Summarizing the performances of a background subtraction algorithm measured on several videos

A. Piérard and M. Van Droogenbroeck
University of Liège
Full paper in PDF

How to cite this reference: A. Piérard and M. Van Droogenbroeck. Summarizing the performances of a background subtraction algorithm measured on several videos. In IEEE International Conference on Image Processing (ICIP), Abu Dhabi, United Arab Emirates, October 2020. [BibTeX entry]

Summary

There exist many background subtraction algorithms to detect motion in videos. To help comparing them, datasets with ground-truth data such as CDNET or LASIESTA have been proposed. These datasets organize videos in categories that represent typical challenges for background subtraction.
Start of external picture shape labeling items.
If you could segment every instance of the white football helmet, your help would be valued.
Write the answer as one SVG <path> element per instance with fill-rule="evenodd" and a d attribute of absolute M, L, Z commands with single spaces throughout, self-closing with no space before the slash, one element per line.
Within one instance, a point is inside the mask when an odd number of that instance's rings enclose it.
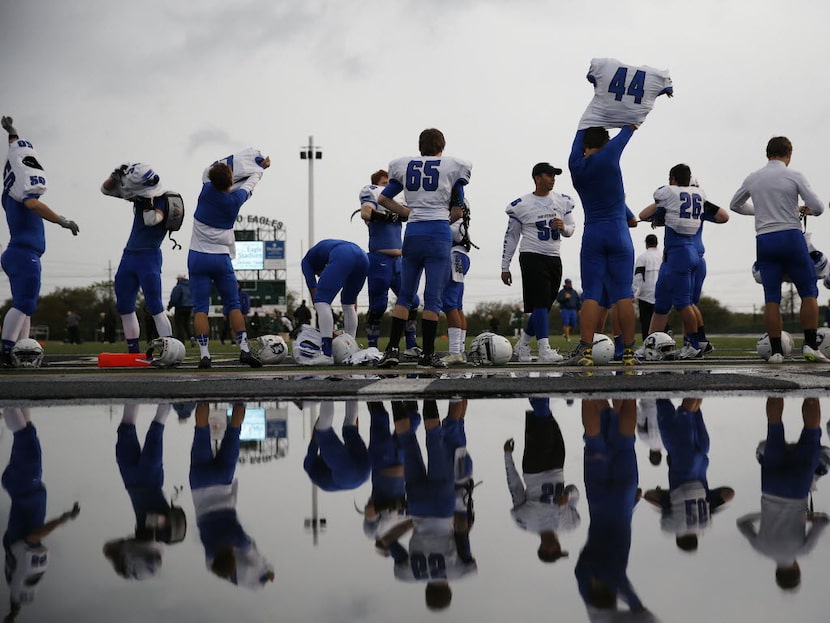
<path fill-rule="evenodd" d="M 476 364 L 501 366 L 510 361 L 512 356 L 513 346 L 510 340 L 490 331 L 475 336 L 467 351 L 467 360 Z"/>
<path fill-rule="evenodd" d="M 39 368 L 43 363 L 43 347 L 37 340 L 26 337 L 12 347 L 11 356 L 15 368 Z"/>
<path fill-rule="evenodd" d="M 594 345 L 591 354 L 594 365 L 601 366 L 611 363 L 614 358 L 614 340 L 602 333 L 594 333 Z"/>
<path fill-rule="evenodd" d="M 331 356 L 337 365 L 346 363 L 346 360 L 359 350 L 357 340 L 349 333 L 341 333 L 331 343 Z"/>
<path fill-rule="evenodd" d="M 157 337 L 147 345 L 144 356 L 157 368 L 173 368 L 184 361 L 184 344 L 174 337 Z"/>
<path fill-rule="evenodd" d="M 772 355 L 772 345 L 769 341 L 769 334 L 764 333 L 758 338 L 758 343 L 755 345 L 755 350 L 764 361 L 767 361 Z M 784 351 L 784 356 L 789 357 L 793 354 L 793 336 L 786 331 L 781 332 L 781 350 Z"/>
<path fill-rule="evenodd" d="M 282 363 L 288 356 L 288 344 L 279 335 L 260 335 L 251 346 L 262 363 Z"/>
<path fill-rule="evenodd" d="M 323 336 L 320 330 L 310 325 L 303 325 L 302 331 L 294 340 L 291 356 L 300 365 L 311 365 L 311 361 L 323 354 Z"/>
<path fill-rule="evenodd" d="M 830 357 L 830 328 L 819 327 L 816 333 L 818 349 L 825 357 Z"/>
<path fill-rule="evenodd" d="M 643 342 L 643 355 L 646 361 L 667 361 L 677 355 L 677 343 L 668 333 L 655 331 Z"/>

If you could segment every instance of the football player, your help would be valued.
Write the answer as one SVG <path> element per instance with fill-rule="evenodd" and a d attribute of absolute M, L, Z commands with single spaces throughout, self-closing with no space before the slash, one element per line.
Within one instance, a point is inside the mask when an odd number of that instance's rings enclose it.
<path fill-rule="evenodd" d="M 447 365 L 467 362 L 467 316 L 464 314 L 464 276 L 470 270 L 470 203 L 465 199 L 462 216 L 450 224 L 452 249 L 450 250 L 450 277 L 441 295 L 441 305 L 447 316 L 449 354 L 443 358 Z M 478 247 L 476 247 L 477 249 Z"/>
<path fill-rule="evenodd" d="M 530 314 L 513 351 L 519 361 L 531 360 L 530 341 L 534 337 L 539 361 L 564 359 L 550 347 L 548 323 L 550 308 L 562 281 L 561 238 L 572 236 L 576 227 L 573 200 L 553 190 L 556 176 L 561 174 L 562 169 L 547 162 L 534 165 L 531 171 L 534 191 L 514 200 L 505 209 L 508 220 L 501 254 L 501 280 L 507 286 L 512 285 L 510 262 L 518 247 L 524 311 Z"/>
<path fill-rule="evenodd" d="M 262 362 L 251 354 L 245 317 L 240 311 L 239 289 L 231 257 L 236 256 L 233 227 L 242 204 L 254 191 L 270 157 L 248 149 L 212 164 L 202 176 L 202 191 L 193 215 L 193 234 L 187 254 L 190 290 L 193 294 L 193 328 L 199 343 L 199 367 L 210 368 L 210 289 L 215 285 L 228 308 L 228 317 L 239 345 L 239 361 L 252 368 Z"/>
<path fill-rule="evenodd" d="M 392 328 L 380 367 L 400 361 L 400 341 L 409 318 L 421 273 L 425 274 L 424 311 L 421 316 L 423 353 L 418 365 L 445 368 L 435 354 L 435 334 L 441 311 L 441 294 L 449 278 L 451 217 L 458 218 L 464 205 L 464 186 L 470 181 L 472 165 L 466 160 L 444 156 L 446 141 L 435 128 L 421 132 L 420 156 L 403 157 L 389 163 L 389 184 L 378 203 L 398 216 L 408 216 L 402 247 L 401 290 L 392 310 Z M 395 201 L 401 192 L 406 205 Z"/>
<path fill-rule="evenodd" d="M 173 328 L 161 300 L 161 243 L 167 230 L 165 189 L 150 165 L 122 164 L 104 180 L 101 192 L 133 204 L 133 224 L 115 273 L 115 305 L 124 327 L 127 351 L 138 353 L 141 327 L 135 313 L 138 290 L 144 293 L 159 337 L 171 337 Z"/>
<path fill-rule="evenodd" d="M 702 240 L 699 234 L 702 221 L 704 218 L 714 223 L 729 220 L 729 213 L 707 201 L 703 189 L 691 185 L 691 178 L 692 171 L 688 165 L 673 166 L 669 171 L 668 186 L 661 186 L 654 191 L 654 203 L 640 212 L 640 220 L 650 220 L 660 212 L 660 218 L 665 222 L 665 268 L 658 277 L 661 296 L 655 297 L 654 311 L 660 316 L 669 313 L 664 305 L 670 292 L 671 304 L 680 313 L 685 334 L 678 359 L 693 359 L 702 350 L 698 316 L 693 307 L 693 293 L 698 282 L 697 271 L 701 258 Z"/>
<path fill-rule="evenodd" d="M 617 307 L 624 365 L 634 365 L 634 246 L 628 233 L 625 189 L 620 158 L 636 129 L 623 127 L 613 139 L 602 127 L 578 130 L 568 166 L 585 210 L 585 231 L 579 252 L 582 273 L 580 341 L 569 363 L 594 364 L 591 348 L 601 314 L 600 299 Z"/>
<path fill-rule="evenodd" d="M 372 173 L 371 184 L 360 190 L 360 218 L 369 230 L 369 311 L 366 314 L 366 339 L 378 346 L 380 324 L 389 303 L 389 291 L 397 296 L 401 289 L 401 235 L 406 216 L 399 216 L 378 205 L 378 196 L 389 183 L 389 173 L 379 169 Z M 417 359 L 421 349 L 417 342 L 417 317 L 420 299 L 416 295 L 409 310 L 404 335 L 404 357 Z"/>
<path fill-rule="evenodd" d="M 334 402 L 320 403 L 320 414 L 303 460 L 311 482 L 323 491 L 348 491 L 366 482 L 371 472 L 369 451 L 357 429 L 357 402 L 346 401 L 341 440 L 334 432 Z"/>
<path fill-rule="evenodd" d="M 3 319 L 0 367 L 11 367 L 15 343 L 29 337 L 32 314 L 40 294 L 40 257 L 46 250 L 43 221 L 57 223 L 78 235 L 78 225 L 43 203 L 46 173 L 32 143 L 20 138 L 11 117 L 0 125 L 9 134 L 9 153 L 3 168 L 3 210 L 9 226 L 9 244 L 0 256 L 9 277 L 12 307 Z"/>
<path fill-rule="evenodd" d="M 34 600 L 49 567 L 49 548 L 43 539 L 75 519 L 81 508 L 75 502 L 72 510 L 46 521 L 43 456 L 31 414 L 27 408 L 7 407 L 3 420 L 14 435 L 9 463 L 3 470 L 3 489 L 11 498 L 3 534 L 10 602 L 10 612 L 4 620 L 14 621 L 21 607 Z"/>
<path fill-rule="evenodd" d="M 319 362 L 309 365 L 329 365 L 331 360 L 331 342 L 334 339 L 334 316 L 331 303 L 340 292 L 340 304 L 343 307 L 343 328 L 352 337 L 357 333 L 357 295 L 366 283 L 369 271 L 369 258 L 353 242 L 328 238 L 321 240 L 303 257 L 300 263 L 306 287 L 311 293 L 323 348 Z M 319 279 L 318 279 L 319 277 Z M 331 360 L 331 361 L 330 361 Z"/>
<path fill-rule="evenodd" d="M 645 612 L 627 574 L 631 519 L 641 496 L 634 452 L 636 401 L 614 401 L 612 406 L 585 399 L 582 423 L 590 525 L 574 569 L 579 594 L 589 611 L 617 610 L 621 598 L 631 612 Z"/>
<path fill-rule="evenodd" d="M 801 403 L 803 426 L 796 443 L 784 438 L 783 414 L 784 399 L 767 398 L 767 439 L 763 452 L 756 452 L 761 463 L 761 511 L 738 518 L 737 525 L 756 552 L 775 562 L 776 584 L 793 590 L 801 584 L 798 558 L 815 547 L 830 517 L 813 512 L 808 503 L 821 454 L 819 399 Z"/>
<path fill-rule="evenodd" d="M 700 398 L 684 398 L 676 409 L 671 400 L 658 398 L 657 425 L 666 448 L 669 488 L 649 489 L 643 497 L 661 513 L 663 530 L 675 534 L 675 544 L 696 551 L 698 538 L 711 516 L 735 497 L 731 487 L 709 488 L 709 433 L 703 421 Z"/>
<path fill-rule="evenodd" d="M 404 454 L 406 497 L 411 519 L 390 531 L 381 542 L 395 561 L 395 577 L 404 582 L 426 582 L 426 605 L 443 610 L 452 601 L 449 581 L 475 574 L 478 566 L 470 553 L 469 526 L 457 530 L 453 461 L 434 400 L 424 400 L 427 460 L 424 464 L 411 418 L 393 413 L 395 434 Z M 398 539 L 412 530 L 409 547 Z"/>
<path fill-rule="evenodd" d="M 807 361 L 830 363 L 818 349 L 818 288 L 801 217 L 824 212 L 824 203 L 803 174 L 789 168 L 793 144 L 786 136 L 767 143 L 767 165 L 751 173 L 735 192 L 729 208 L 755 216 L 757 264 L 764 286 L 764 326 L 770 336 L 770 363 L 784 360 L 781 346 L 781 282 L 790 276 L 801 297 L 802 354 Z M 799 206 L 798 198 L 805 205 Z M 750 201 L 751 200 L 751 201 Z"/>
<path fill-rule="evenodd" d="M 236 513 L 239 484 L 239 435 L 245 404 L 234 403 L 219 449 L 210 438 L 210 405 L 196 405 L 196 426 L 190 451 L 190 491 L 205 548 L 205 564 L 217 577 L 251 590 L 274 581 L 274 567 L 245 532 Z"/>
<path fill-rule="evenodd" d="M 184 511 L 164 496 L 164 425 L 171 405 L 159 404 L 144 438 L 138 440 L 138 405 L 126 404 L 118 425 L 115 459 L 124 488 L 135 513 L 135 534 L 113 539 L 104 545 L 104 555 L 121 577 L 145 580 L 161 567 L 160 543 L 184 540 L 187 522 Z"/>
<path fill-rule="evenodd" d="M 522 530 L 539 535 L 539 560 L 556 562 L 568 556 L 559 542 L 560 530 L 579 525 L 576 504 L 579 494 L 573 485 L 565 486 L 565 440 L 550 410 L 550 398 L 531 398 L 525 411 L 522 472 L 513 460 L 512 439 L 504 443 L 507 488 L 513 501 L 510 516 Z"/>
The evaluation procedure promoted by their authors consists in measuring performance indicators for each video separately and to average them hierarchically, within a category first, then between categories, a procedure which we name “summarization”. While the summarization by averaging performance indicators is a valuable effort to standardize the evaluation procedure, it has no theoretical justification and it breaks the intrinsic relationships between summarized indicators. This leads to interpretation inconsistencies. In this paper, we present a theoretical approach to summarize the performances for multiple videos that preserves the relationships between performance indicators. In addition, we give formulas and an algorithm to calculate summarized performances. Finally, we showcase our observations on CDNET 2014.
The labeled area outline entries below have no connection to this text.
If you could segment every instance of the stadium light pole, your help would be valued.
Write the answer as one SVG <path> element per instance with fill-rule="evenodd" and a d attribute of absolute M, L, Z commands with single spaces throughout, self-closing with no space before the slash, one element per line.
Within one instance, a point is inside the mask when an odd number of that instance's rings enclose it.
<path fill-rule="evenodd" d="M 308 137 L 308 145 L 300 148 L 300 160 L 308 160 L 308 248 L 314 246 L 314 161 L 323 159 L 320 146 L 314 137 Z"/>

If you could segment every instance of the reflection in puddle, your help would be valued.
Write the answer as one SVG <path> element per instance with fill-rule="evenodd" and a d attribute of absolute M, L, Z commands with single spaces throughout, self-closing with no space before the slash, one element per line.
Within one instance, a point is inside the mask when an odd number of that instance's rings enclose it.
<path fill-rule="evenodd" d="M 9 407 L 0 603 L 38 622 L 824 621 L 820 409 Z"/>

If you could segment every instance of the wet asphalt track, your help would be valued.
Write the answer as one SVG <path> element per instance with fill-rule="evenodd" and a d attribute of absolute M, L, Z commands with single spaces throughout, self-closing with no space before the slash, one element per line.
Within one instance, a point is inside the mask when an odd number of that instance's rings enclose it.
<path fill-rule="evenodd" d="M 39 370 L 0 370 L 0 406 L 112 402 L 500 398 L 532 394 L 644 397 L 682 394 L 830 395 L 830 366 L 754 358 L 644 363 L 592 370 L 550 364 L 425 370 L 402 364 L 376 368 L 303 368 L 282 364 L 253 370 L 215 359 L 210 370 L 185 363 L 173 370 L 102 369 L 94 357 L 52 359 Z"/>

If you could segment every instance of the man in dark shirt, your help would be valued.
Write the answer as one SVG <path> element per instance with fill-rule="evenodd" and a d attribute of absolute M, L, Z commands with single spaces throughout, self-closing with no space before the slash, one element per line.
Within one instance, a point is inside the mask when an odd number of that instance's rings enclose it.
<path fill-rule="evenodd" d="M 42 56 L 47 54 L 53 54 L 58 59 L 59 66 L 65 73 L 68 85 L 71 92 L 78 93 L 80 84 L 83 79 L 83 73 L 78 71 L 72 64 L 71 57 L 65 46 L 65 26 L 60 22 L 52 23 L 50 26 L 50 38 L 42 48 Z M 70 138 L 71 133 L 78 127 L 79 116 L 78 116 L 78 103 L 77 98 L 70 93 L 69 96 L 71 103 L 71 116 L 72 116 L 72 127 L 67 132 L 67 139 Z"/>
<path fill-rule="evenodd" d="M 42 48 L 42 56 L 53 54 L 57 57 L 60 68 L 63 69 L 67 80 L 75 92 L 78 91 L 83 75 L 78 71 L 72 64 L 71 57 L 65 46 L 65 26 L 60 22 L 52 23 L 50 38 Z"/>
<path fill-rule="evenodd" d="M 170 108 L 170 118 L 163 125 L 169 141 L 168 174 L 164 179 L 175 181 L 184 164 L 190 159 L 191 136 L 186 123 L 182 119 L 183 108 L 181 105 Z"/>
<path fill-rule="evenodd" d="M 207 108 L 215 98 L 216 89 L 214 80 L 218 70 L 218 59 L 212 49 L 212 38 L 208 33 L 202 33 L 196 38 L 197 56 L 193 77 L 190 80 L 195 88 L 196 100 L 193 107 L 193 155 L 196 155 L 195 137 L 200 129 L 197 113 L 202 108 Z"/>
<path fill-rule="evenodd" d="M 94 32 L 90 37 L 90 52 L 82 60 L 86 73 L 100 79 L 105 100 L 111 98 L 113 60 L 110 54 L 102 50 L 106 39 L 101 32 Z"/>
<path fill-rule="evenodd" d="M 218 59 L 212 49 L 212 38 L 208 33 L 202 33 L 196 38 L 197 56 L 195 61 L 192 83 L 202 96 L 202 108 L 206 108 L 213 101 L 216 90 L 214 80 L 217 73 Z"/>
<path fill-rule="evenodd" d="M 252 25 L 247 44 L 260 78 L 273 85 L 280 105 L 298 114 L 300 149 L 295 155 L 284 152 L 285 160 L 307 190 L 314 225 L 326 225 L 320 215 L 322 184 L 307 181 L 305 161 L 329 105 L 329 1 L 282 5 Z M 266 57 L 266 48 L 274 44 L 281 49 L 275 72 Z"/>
Keywords: performance summarization, background subtraction, multiple evaluations, CDNET, classification performance

1 Introduction

A plethora of background subtraction algorithms have been proposed in the literature [15, 17, 16, 14, 13, 1, 11]. They aim at predicting, for each pixel of each frame of a video, whether the pixel belongs to the background, free of moving objects, or to the foreground. Background subtraction algorithms have to operate in various conditions (viewpoint, shadows, lighting conditions, camera jitter, etc). These conditions are covered by different videos in evaluation datasets, such as CDNET [10, 9] or LASIESTA [2].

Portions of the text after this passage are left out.